Housed in the Scotland Street School Museum on Glasgow’s industrial South Side, curators Kitty Anderson and Siobhan Carroll succeed in bringing Ewan’s recuperative archival project into the wider context of the city’s educational history. Here, Ewan recounts the story of The Glasgow Schools through archival material relating to the movement displayed across a series of vitrines. Promotional paper flyers ask in bold typeface ‘Have you Children? Do you want them to Love Peace - Hate War?’ adjacent to wobbly felt-tip pen drawings of animals on children’s Socialist Greeting Cards. Elsewhere yellowing books of handwritten minutes attest to “the serious business of the adult movement” rehearsed by adolescent members at weekly meetings, while jolly photographs of children and adults on day trips to local attractions and marching at May Day rallies speak of leisurely activity mixed with political militancy.

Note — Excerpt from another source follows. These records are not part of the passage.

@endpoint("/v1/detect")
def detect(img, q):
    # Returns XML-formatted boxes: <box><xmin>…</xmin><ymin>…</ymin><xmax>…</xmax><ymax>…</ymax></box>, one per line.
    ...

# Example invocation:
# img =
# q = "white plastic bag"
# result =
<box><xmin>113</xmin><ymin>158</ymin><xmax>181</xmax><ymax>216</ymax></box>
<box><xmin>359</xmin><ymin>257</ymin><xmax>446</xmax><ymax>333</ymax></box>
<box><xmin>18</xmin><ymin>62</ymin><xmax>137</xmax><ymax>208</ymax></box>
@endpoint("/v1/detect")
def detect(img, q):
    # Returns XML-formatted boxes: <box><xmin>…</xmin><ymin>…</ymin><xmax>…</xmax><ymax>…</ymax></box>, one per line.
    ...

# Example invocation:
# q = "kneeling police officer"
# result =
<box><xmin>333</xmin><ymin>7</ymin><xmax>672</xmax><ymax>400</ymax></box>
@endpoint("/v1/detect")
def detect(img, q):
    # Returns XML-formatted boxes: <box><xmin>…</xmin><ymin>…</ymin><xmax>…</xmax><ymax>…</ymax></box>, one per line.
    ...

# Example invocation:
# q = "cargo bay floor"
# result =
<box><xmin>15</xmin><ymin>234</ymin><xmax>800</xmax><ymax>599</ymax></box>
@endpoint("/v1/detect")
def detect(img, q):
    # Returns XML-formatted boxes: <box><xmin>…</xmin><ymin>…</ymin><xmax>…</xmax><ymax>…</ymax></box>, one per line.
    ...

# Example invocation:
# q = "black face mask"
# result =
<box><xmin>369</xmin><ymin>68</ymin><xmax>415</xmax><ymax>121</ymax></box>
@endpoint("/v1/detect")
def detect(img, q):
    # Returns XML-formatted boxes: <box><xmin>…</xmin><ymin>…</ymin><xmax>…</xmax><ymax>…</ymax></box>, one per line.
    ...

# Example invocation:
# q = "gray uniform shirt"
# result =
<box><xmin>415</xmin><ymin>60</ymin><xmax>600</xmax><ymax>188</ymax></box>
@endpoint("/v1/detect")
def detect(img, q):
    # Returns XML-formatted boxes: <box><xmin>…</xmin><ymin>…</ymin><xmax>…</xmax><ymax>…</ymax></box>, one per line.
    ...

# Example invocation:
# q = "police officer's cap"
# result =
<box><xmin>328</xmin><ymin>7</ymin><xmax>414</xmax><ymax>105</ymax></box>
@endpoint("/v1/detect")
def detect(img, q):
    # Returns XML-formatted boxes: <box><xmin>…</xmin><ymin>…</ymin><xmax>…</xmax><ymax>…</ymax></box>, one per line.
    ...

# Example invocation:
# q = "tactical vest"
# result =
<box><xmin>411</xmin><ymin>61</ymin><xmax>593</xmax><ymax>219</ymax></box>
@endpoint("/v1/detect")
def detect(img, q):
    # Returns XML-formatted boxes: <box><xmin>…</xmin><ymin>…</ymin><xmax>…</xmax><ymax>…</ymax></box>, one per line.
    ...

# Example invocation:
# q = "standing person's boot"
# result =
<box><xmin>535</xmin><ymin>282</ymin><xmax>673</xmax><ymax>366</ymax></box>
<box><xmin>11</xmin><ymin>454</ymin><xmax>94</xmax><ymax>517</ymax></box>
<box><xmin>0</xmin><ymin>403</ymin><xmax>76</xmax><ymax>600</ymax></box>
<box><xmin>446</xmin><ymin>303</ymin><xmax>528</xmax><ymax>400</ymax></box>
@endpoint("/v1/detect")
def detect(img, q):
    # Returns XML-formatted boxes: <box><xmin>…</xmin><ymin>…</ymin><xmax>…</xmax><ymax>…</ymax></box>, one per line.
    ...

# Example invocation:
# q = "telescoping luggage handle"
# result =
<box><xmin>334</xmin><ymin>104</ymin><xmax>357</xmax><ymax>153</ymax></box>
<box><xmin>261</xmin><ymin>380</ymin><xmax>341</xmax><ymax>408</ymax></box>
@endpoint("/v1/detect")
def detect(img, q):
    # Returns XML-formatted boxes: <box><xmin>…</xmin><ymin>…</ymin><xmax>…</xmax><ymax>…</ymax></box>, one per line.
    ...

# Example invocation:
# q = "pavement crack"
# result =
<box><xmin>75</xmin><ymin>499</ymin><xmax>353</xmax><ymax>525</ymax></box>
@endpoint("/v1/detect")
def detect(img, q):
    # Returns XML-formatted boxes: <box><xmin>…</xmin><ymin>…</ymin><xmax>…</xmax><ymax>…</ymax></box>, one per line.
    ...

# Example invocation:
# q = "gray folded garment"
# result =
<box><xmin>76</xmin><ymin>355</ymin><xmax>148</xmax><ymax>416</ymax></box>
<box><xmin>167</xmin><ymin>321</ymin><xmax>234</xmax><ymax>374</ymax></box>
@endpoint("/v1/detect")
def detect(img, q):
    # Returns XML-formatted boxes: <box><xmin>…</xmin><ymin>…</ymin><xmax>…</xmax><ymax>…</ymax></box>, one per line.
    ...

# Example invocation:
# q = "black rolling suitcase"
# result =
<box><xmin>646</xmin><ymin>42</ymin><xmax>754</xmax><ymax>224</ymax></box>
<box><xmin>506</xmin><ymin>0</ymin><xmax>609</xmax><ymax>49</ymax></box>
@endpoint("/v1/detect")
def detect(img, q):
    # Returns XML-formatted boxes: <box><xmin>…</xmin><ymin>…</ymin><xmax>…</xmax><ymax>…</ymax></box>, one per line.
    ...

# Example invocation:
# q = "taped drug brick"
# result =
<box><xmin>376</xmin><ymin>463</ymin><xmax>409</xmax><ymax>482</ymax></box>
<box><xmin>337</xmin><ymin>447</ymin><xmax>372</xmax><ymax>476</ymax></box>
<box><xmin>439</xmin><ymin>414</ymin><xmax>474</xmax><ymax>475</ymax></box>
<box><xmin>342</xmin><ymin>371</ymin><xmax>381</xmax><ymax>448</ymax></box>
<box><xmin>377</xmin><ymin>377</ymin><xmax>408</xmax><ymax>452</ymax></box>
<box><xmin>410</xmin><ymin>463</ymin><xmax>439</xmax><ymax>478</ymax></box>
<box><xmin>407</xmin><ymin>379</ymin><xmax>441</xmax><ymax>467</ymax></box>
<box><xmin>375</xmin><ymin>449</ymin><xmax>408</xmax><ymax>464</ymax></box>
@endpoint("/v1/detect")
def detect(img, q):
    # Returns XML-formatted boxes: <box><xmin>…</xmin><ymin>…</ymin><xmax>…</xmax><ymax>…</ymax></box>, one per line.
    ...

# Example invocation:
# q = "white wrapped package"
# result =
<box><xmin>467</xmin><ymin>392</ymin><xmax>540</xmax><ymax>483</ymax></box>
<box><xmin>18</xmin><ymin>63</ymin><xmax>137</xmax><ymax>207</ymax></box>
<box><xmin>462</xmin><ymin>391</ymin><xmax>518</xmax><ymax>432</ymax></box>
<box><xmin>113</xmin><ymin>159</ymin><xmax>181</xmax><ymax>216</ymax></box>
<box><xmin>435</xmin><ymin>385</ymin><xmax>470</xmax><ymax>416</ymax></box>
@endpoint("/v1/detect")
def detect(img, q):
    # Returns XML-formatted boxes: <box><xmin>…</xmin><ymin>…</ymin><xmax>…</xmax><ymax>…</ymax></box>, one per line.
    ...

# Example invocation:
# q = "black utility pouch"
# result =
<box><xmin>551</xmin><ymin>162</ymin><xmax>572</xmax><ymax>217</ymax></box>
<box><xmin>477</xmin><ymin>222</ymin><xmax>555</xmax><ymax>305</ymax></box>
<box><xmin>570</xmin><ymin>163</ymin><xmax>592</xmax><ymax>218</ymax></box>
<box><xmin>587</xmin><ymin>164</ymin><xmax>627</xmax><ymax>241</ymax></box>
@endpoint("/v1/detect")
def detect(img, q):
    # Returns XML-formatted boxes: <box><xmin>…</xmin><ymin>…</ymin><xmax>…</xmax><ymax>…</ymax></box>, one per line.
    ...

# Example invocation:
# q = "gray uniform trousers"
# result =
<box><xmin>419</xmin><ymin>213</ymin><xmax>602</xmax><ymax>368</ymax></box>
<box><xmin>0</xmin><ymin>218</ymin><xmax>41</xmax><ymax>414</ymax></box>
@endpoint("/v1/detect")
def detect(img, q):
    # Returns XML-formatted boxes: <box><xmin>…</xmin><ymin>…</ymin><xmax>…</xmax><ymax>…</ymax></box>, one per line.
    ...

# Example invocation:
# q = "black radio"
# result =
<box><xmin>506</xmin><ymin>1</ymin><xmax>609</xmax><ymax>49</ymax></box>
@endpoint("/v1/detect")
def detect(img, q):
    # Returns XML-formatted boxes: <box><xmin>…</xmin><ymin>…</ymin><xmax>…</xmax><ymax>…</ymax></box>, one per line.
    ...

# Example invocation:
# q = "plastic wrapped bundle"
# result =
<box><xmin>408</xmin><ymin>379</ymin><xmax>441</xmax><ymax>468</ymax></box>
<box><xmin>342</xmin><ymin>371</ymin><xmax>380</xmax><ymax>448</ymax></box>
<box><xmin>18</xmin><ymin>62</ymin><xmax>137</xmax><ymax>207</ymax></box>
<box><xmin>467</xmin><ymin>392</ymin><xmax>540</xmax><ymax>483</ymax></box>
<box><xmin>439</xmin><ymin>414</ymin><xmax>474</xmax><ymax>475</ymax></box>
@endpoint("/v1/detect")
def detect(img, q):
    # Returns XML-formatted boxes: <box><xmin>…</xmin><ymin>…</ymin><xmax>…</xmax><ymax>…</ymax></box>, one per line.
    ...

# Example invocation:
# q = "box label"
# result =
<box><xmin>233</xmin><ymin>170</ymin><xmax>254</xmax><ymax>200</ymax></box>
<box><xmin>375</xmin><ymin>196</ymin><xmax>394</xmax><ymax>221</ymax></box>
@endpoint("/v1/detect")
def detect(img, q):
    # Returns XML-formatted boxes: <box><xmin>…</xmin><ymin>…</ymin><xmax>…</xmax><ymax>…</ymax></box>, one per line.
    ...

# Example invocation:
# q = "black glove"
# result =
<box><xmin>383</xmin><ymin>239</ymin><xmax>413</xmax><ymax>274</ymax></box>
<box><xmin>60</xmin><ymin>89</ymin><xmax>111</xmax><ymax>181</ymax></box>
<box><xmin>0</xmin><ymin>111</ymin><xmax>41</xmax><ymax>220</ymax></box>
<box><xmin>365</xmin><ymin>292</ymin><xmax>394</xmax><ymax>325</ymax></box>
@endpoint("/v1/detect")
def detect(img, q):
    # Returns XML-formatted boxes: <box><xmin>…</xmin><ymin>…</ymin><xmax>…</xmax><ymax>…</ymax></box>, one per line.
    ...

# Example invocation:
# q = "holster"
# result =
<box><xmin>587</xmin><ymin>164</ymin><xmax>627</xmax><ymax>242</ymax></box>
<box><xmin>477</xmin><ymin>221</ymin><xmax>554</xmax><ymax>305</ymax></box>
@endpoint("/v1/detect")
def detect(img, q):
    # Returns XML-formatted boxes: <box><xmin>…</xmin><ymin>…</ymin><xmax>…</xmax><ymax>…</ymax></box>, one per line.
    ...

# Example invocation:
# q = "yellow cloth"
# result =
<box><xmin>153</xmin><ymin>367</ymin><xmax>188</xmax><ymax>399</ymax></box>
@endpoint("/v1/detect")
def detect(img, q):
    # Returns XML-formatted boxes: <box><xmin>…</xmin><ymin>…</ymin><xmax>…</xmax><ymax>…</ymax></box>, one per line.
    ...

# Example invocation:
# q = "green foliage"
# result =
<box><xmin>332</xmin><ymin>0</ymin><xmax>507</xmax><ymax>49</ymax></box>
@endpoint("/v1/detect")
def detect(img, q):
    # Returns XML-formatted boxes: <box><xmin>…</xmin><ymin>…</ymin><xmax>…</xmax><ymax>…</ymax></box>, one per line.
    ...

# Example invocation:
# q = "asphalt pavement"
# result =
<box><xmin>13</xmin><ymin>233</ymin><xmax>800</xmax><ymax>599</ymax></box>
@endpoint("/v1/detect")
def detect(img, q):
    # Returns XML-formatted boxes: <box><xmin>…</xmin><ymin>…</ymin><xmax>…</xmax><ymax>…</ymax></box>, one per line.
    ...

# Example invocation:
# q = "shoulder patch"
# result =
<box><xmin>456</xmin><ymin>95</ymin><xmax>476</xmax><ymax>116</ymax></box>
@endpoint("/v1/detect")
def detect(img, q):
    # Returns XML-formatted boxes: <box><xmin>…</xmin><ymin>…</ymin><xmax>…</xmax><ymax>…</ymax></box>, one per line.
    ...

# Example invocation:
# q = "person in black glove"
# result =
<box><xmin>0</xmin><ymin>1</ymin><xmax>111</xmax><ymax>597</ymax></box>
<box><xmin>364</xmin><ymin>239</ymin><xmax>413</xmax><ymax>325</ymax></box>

Documenting both social activity and Socialist governance, these ephemeral archival fragments hold more weight as well-loved mementos of remembrance than objects of crucial historical importance. Yet the overall exhibition tone and archival content remains consistently political, absorbed by the Socialist Sunday School doctrine to supply the Socialist movement with “fearless, capable, and conscientious thinkers”, emphasised by Edwardian copies of The Child’s Socialist Reader and a version of the Socialist Fellowship Precepts and Declaration Card encased under glass. Ewan hints towards her own interest in the social-political influence of music through the inclusion of Socialist Sunday School songbooks, folding open a piano score of The Internationale, one of many ‘hymns’ sung by members. However, rather than operating as material for revival and re-enactment, music in this instance is presented as a curious item for display.
Indeed, Ewan treads lightly on the history revealed through The Glasgow Schools, relying primarily upon academic modes of display than her own slight aesthetic interventions to convey the narrative and impact of these alternative organisations. Like previous projects, Ewan’s own engagement materialises through a predominantly print-based output, with the artist producing a pamphlet on The Glasgow Schools in addition to posters appropriating Socialist slogans. Imitating the graphic design of the period, one reads ‘Ours is the World Despite All’, with a texture so authentic it risks becoming indistinguishable from original documents exhibited in the room. Her final contribution is a documentary film screened on a monitor within the space. Hastily edited with jump cuts and shaky camera work, Ewan interviews former members of the movement to introduce a subjective voice to the project. First-hand accounts are spliced with archival footage, enabling testimonials of the legacy of a proletariat public education to emerge.
Having never experienced the “imagining of an alternative society” through receiving a Socialist Sunday School education, as conceded in her pamphlet preface, Ewan recedes from view in order to allow other voices to be heard. Yet while previous projects have touched on similarly sensitive political histories with a greater revivalist sprit, The Glasgow Schools in general, although relatively objective, speaks of an urgency to re-evaluate significant moments in British political history by recalling Olivia Plender’s recuperation of the Kindred Kibbo Kift in her piece for the Tate Triennial 2009, Machine Shall Be the Slave of Man, but We Will Not Slave for the Machine (2008). As a similar attempt to restore interest in an anti-militaristic and non-denominational youth movement, Plender’s installation resonates here. Yet in spite of waning interest in the Socialist movement, these ‘Glasgow Schools’ foregrounded a type of secular, anti-militaristic pedagogy in culture was totally embedded - an aspect which Ewan recognises as unique, and continues to tease out through both her interviews with former members and the paper-trail of archival documents detailing painting classes, field trips, music recitals and theatrical staging. Above all, it is this progressive objective, supported by Socialist educational guidelines outlining gender equality and inciting youth to ‘resist oppression’, that makes this radical political movement a compelling subject for retrospective review.